Chemical-Applications
WHAT IS RAMAN SPECTROSCOPY
The molecular spectroscopy technique known as Raman spectroscopy relies on the inelastic scattering of monochromatic light in molecular structures. The molecules' excitation states are altered by the incident laser light, and as a result, the molecules produce light at different wavelengths in relation to the excitation wavelength (called Stokes or Anti-Stokes shifts). Every substance has a unique Raman spectrum. Because of this, the presence and composition of different chemicals can be detected and quantified using Raman scattering.
Raman spectroscopy is ax non-destructive technique, which means that it does not damage or alter the sample in any way. It is also a non-contact technique, which means that it can be used to analyze samples without coming into physical contact with them. This makes Raman spectroscopy an ideal technique for analyzing delicate or sensitive samples.
PROBLEMS IN CHEMICAL INDUSTRY
The main problems in the chemical industry are:
- Low efficiency of the production line due to the complexity of quality control processes on and off the production line.
- Maintaining a high level of quality control for a wide variety of ingredients, intermediates, and products.
- Costly and time-consuming quality testing of all components of the production line, such as ingredients, semi-finished products, and products.
- Most SMEs in the chemical industry cannot afford to have their research laboratories equipped with tools, e.g., expensive, stationary spectrophotometers and a team of laboratory technicians to handle the processes. They have to outsource these processes and send the samples to specialized laboratories - it costs money and takes time.
OUR SOLUTION
Our solution responds to the most critical problems of SMEs in the chemical production industry:
- Increases the efficiency of the production process by accelerating and automating the quality control processes. Instead of collecting samples and sending them to an external laboratory, the operator continuously monitors the quality of substrates, intermediates, and products through specialized miniature spectrophotometers installed on the line and dedicated to the substances produced on the line.

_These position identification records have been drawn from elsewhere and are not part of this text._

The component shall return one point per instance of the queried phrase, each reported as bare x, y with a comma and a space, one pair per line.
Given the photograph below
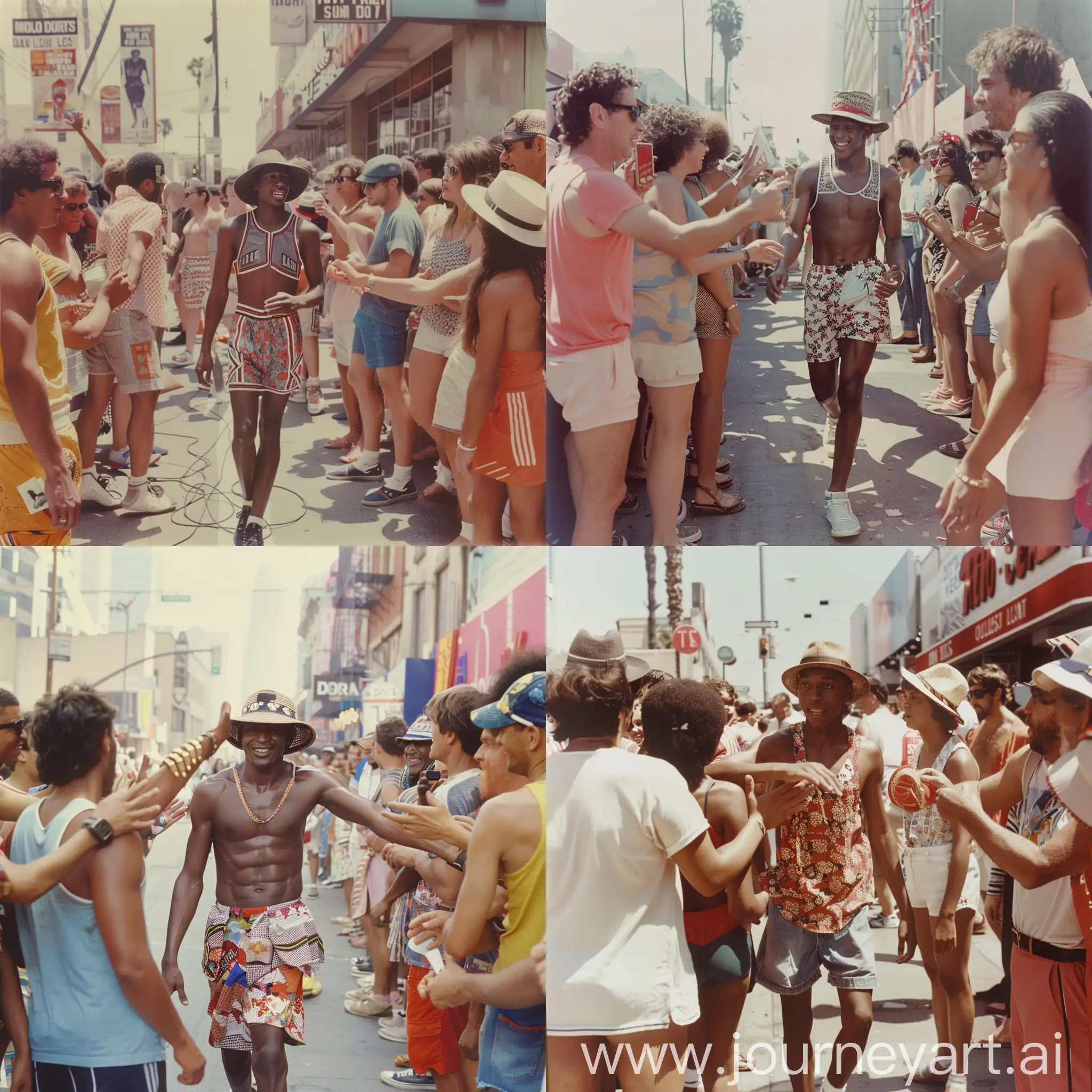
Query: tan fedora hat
269, 707
831, 655
943, 685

- It increases the quality of manufactured products by improving the quality control process. Provides real-time quality control.
- It reduces production costs and time because it prevents stopping the production line for quality control purposes and reduces the cost of testing the quality of the substance.
- The system is comprehensive and more cost-effective than competitive solutions - the overriding goal is to improve the quality of products while reducing costs.
The system does not require specialized personnel to operate. Instead, it is designed to be operated by non-qualified production line employees.
Case 1: Quality-check - composition convergence comparison
One of the main applications of our technology is to program the system in such a way that it compares the spectral spectrum coming from the "ideal" substance with the spectra of the substance from the production line. The result of this operation will be the degree of correlation of both spectra. Thanks to this, the operator will be informed if the substance passing under the measuring head does not meet the quality criteria (e.g., it will be only 90% compatible with the reference substance).
To model such a solution, we use our solution's transmission or reflection system, i.e., one in which substances are irradiated with laser light with specific parameters, and we measure the reflected / after-transmission spectra on the detector. This solution has no replaceable components in the form of measuring strips.
Case 2: Detection of harmful substances
The second possible application is the detection of very small concentrations of undesirable substances on the production line. This is important in the case of the possibility of, for example, trace amounts of harmful substances in production, which should not be there.
In this case, thanks to its modularity, our solution receives a new measuring head using surface amplification of the signal from the test substance (SERS). This solution offers immediate measurement using a unique measuring strip inserted into the device, which, thanks to gold or silver nanostructures printed on it, amplifies the signal by up to 10^7. This solution is used for more detailed measurements on request and is an ideal complement to the transmission/reflective operating mode proposed in case 1.
Case 3: Complex system
The third type of implementation is characterized by comprehensive handling of the production process. It is a combination of the first two cases, i.e., real-time quality control based on the transmission/reflection measurement of the substance and the occasional, deeper measurement of trace substances contaminating the product using test strips.
Both of these systems are connected by a proprietary management system, including software for the client that allows you to continuously track the progress of quality control from one convenient control panel.